Thanks to Michio Kaku’s book, Hyperspace: A Scientific Odyssey Through Parallel Universes, Time Warps, and the 10th Dimension, I finally know what’s been troubling our cat, Tuesday. She’s been trying to teach me theoretical physics! Michio Kaku is one of those rare geniuses who is so smart he can not only understand theoretical physics, but also explain it so clearly that his non-physicist readers imagine they understand it, too. To help us ordinary folks make sense of dimensions beyond our own, he asks us to imagine what it would be like to live in a two-dimensional world.
The denizens of this world, the Flatlanders, are incapable of visualizing three dimensions, and can only interpret what they see based on their own world-view. A Flatlander prison, for example, would be a cinch to create. To imprison a Flatlander, all you have to do is draw a line around him. There he’ll stay, unable to escape.
My cat has demonstrated this principle by pretending to be a Flatlander. If I make a circle of yarn or string on the floor, she’ll sit down in it and give me a penetrating stare. See, human? Now I’m trapped!
Liminal space also fascinates my cat; she uses it to tutor me in the theory of the multiverse. She’ll pause half-in, half-out of the doorway, look up at me, and mew. Obviously, she’s trying to explain that until she makes a decision, the waveform of potentiality remains intact. She’ll walk through the doorway, then direct my attention to the fact that the waveform is now collapsed for that particular decision. Immediately she’ll reverse directions and face the doorway again, or take a few steps backwards, or bound back through the doorway to demonstrate the infinite number of potentialities possible in each simple decision.
The concept of “now,” or the rate of time, is another subject dear to our kitty’s heart. The perception of “now,” as explained by Richard A. Muller in Now: The Physics of Time, is the number of milliseconds it takes to send a signal from our senses to the brain, plus the time it takes the brain to process, record and remember the signal. “In humans,” Muller explains, “that’s a few tenths of a second; for a fly, a few thousandths of a second. That’s why it is hard for a human to catch a fly…your threatening hand approaches in slow motion…”

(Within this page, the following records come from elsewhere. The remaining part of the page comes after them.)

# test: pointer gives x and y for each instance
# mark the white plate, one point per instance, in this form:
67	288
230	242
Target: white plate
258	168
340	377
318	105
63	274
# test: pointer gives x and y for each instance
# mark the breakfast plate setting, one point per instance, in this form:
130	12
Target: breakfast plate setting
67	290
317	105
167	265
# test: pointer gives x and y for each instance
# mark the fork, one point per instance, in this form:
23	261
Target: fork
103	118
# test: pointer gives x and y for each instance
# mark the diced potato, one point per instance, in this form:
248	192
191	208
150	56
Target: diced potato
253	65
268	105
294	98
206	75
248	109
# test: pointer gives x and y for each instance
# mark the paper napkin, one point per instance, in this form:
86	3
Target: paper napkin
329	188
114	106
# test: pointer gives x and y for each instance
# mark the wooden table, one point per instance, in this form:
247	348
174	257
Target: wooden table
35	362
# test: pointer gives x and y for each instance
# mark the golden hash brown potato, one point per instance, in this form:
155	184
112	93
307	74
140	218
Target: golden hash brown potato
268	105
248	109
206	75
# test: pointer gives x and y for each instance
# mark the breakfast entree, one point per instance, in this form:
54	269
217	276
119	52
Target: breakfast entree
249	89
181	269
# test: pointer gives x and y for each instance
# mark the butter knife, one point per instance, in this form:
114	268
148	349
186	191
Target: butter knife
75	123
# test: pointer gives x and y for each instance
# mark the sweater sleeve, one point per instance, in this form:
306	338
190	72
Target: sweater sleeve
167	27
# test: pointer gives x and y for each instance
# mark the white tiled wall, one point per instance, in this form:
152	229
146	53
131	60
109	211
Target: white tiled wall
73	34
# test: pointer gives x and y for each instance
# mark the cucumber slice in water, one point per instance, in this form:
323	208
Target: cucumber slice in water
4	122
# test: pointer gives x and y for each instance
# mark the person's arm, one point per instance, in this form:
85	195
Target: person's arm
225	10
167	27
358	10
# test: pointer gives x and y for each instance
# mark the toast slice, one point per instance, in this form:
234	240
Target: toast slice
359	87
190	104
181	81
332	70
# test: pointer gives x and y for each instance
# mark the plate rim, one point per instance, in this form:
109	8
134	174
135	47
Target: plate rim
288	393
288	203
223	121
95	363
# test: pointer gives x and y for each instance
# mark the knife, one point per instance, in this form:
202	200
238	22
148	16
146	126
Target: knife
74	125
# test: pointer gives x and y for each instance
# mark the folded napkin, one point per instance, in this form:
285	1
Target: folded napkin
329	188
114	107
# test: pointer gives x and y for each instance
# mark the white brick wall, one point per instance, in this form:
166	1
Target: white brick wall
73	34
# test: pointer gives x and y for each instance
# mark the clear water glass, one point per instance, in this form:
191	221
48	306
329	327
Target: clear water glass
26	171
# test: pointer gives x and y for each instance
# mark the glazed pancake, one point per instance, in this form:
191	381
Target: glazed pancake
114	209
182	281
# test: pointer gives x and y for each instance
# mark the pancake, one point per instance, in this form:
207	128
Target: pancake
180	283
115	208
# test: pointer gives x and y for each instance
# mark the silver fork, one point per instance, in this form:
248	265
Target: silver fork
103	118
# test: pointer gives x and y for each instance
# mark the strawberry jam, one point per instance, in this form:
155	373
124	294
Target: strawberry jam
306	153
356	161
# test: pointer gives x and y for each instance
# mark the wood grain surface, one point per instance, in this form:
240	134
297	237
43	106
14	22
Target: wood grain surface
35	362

Tuesday has shown me time and time again that she can catch a fly in midair; her quicker, more sensitive brain is capable of processing much faster than mine. The flow of time I perceive is much slower than the flow of time she perceives; therefore, when she requests her dinner a half hour in advance, her expectation is realistic based on her own perception of time. Einstein’s twin paradox is fully comprehended by our cat. She isn’t asking for dinner early, we are providing it late. It isn’t her fault we are stuck in a slow, sludgy flow of time and never make allowances for general relativity.